Polskie jaja tracą szansę na lukratywny eksport

Zmagamy się z epidemią koronawirusa, szczepimy, a tymczasem przypomniała o sobie grypa. A konkretnie ptasia grypa, która dziesiątkuje stada drobiu na całym świecie - informuje Business Insider Polska.

Aktualizacja: 13.05.2021 08:48 Publikacja: 13.05.2021 08:35

Polskie jaja tracą szansę na lukratywny eksport

Foto: Bloomberg

Polskie jaja mogłyby więc zostać sprzedane po wysokich cenach m.in. do Korei Południowej. Tyle, że polscy producenci nie mogą z nich skorzystać. Narzekają na brak odpowiedniej współpracy instytucji rządowych. Sprawa jest jednak bardziej złożona - atak ptasiej grypy nie ominął także Polski.

Europa, Azja i Afryka walczą z grypą ptaków wywołaną zjadliwą odmianą wirusa HPAI. Wiele państw poza Europą wprowadza zakazy na import jaj i drobiu z naszego kontynentu. Tymczasem polscy eksporterzy narzekają na brak wsparcia systemowego, który pomógłby im przetrwać ten ciężki czas.

"Ponad 20 destynacji znacznie ograniczyło lub zupełnie zakazało eksportu polskich produktów drobiowych oraz jaj na ich terytorium, m.in.

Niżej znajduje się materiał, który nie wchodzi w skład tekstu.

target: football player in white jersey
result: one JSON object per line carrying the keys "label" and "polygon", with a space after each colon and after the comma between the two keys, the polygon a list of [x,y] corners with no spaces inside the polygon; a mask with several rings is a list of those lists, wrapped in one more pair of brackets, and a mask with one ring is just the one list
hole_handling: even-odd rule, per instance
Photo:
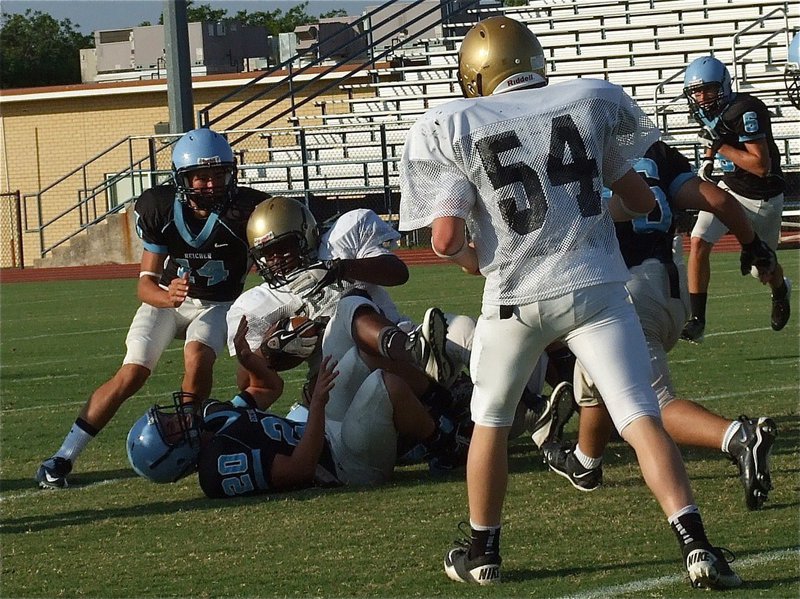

Izrael, Korea czy Oman" - podaje największy producent jaj w Polsce i jeden z największych w Europie, czyli firma Fermy Woźniak.

Według danych GUS już pierwsze dwa miesiące bieżącego roku były złe dla branży. Polski eksport jaj w skorupkach spadł o 23 proc. rdr do 147 mln zł, a bez skorupek o 6 proc. do 56 mln zł.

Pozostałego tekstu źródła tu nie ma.